Vietnam is usually thought of as America’s festering sore, but the Aussies also played ball by contributing more than five hundred deaths. However, whereas the Yanks like to pick at the scab through their movies, the Aussies largely left things alone in the 20th century. An exception is 1979’s The Odd Angry Shot. As the name implies, this follows the maxim that war is one percent terror and ninety-nine percent boredom.

And so we’re introduced to a bunch of SAS diggers larking around, betting on weird stuff, bitching, winding up their superiors and having the occasional skirmish with the enemy. It’s not the greatest film, partly down to the plausibility-denting decision to film locally rather than in Nam, but mainly because any war flick worth its salt needs to focus on action rather than M*A*S*H-style pranks. Its main surprise is Bryan Brown and John Jarratt getting their cocks out, a move which only reinforces my belief that full-frontal nudity should be left to the sheilas.

Now I have no idea if Oliver Stone saw the ground-level Shot, but if he did, he surely took note of its flaws and the need to up that one percent terror quotient. The end result is that Shot has been forgotten while Platoon made a mint, snagged four Oscars and went on to become one of the best-known Nam flicks.

Cast: Charlie Sheen, Willem Dafoe, Tom Berenger, Keith David, Forest Whitaker, John C. McGinley, Kevin Dillon

The story: Essentially it’s two hours of blundering around a VC-infested jungle in 1967 near the Cambodian border. Our main guide is the naive, scared shitless volunteer Chris Taylor (Sheen), a ‘cheese dick’ grunt that explains things via letters home to his grandma. “I don’t even know what I’m doing,” he tells her. “A gook could be standing three feet in front of me and I wouldn’t even know it.” When he’s not fighting off assaults from ants, snakes, leeches, torrential rain, clinging mud and barely glimpsed enemy soldiers, he’s caught in a Good vs. Evil battle between Sgt. Elias (Defoe) and the scar-faced Sgt. Barnes (Berenger).

Why it works: The first hour. Stone served in Nam and obviously built on his firsthand experiences. The authenticity, from the dialogue and hellish jungle conditions to the camaraderie and the intensity of the combat sequences, is all there on the screen. The grunts are convincingly depicted as uneducated ‘bottom of the barrel’ men who have nothing waiting for them back in whatever no-name town they’ve arrived from.

Platoon is a tense flick, leaving us unsure when an attack is gonna come or who’s gonna buy it. This is typified by the exploration of an abandoned VC bunker and tunnel complex during which a booby trap removes a grunt’s arms. Like Shot, the enemy is barely seen. They’re a phantom jungle presence, leaving paranoia and hair-trigger reactions to reign supreme. The direction is never less than assured.

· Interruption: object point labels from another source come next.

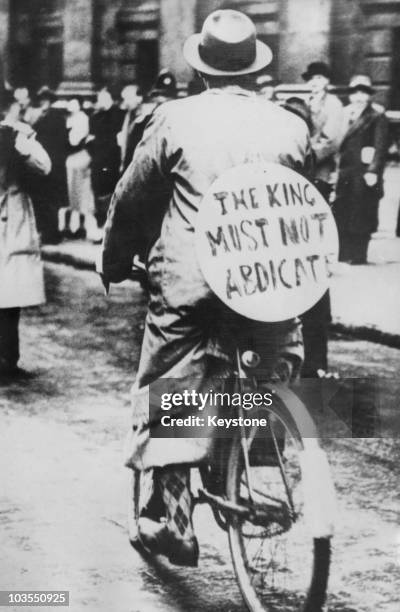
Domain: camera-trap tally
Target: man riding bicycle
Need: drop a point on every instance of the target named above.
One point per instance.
(189, 334)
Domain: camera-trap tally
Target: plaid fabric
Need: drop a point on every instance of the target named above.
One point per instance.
(175, 489)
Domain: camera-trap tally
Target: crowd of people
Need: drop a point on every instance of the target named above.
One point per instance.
(90, 146)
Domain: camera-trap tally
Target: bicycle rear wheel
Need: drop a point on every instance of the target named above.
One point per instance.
(278, 563)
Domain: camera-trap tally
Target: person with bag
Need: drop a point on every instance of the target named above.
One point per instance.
(21, 271)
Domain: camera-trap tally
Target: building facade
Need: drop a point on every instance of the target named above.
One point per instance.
(78, 45)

Given Stone is a decorated soldier and he dedicated the pic to those who served in Nam, it’s both surprising and refreshing that he depicts US infantrymen in such a relatively poor light. This is best illustrated during Platoon’s standout sequence when the soldiers arrive at a village looking for a little payback (“Let’s go for it! Let’s do the whole fucking village!”) No doubt Stone had My Lai in mind, although he stops short of going that far. Even so, the sadistic contempt for the villagers (that includes shooting their livestock, illegal killings, an attempted gang rape and the eventual razing of their homes) provides a powerful microcosm in illustrating everything that was wrong with the agonising conflict.

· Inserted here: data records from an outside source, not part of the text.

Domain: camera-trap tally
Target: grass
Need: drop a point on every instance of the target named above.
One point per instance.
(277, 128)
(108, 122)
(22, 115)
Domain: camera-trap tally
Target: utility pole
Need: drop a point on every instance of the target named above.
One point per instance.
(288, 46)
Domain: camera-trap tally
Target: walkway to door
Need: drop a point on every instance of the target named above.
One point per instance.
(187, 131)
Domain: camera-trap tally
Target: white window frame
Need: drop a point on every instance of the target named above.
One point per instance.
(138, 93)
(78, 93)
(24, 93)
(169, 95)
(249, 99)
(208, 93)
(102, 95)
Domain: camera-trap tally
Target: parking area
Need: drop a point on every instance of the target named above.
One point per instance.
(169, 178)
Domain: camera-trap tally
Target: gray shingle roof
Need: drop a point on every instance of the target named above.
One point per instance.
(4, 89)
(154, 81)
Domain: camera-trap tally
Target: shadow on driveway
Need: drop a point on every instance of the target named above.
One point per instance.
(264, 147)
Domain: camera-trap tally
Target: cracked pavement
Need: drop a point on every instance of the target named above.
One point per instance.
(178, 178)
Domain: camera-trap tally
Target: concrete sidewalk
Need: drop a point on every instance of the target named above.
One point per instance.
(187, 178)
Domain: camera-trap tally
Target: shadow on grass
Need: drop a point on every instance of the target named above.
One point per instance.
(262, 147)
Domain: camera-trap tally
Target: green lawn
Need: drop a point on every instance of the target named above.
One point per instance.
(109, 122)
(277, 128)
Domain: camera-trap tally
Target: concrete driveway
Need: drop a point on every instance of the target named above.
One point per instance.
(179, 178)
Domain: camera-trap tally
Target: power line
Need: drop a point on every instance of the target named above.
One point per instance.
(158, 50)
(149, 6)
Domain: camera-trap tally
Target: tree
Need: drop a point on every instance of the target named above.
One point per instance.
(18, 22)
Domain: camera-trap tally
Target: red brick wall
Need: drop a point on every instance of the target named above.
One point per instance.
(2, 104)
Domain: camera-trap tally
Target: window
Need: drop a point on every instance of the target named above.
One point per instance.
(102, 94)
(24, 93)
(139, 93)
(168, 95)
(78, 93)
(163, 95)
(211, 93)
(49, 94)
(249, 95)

What works against it: The second hour. Platoon has no overarching storyline. In Apocalypse Now we were always aware of Willard’s mission to assassinate Kurtz, but Stone’s grunts lack a goal. They’re just flailing in the jungle with zero aim, except to stay alive and get home in one piece. This is exciting for a while but the effect wears off and becomes a little repetitive.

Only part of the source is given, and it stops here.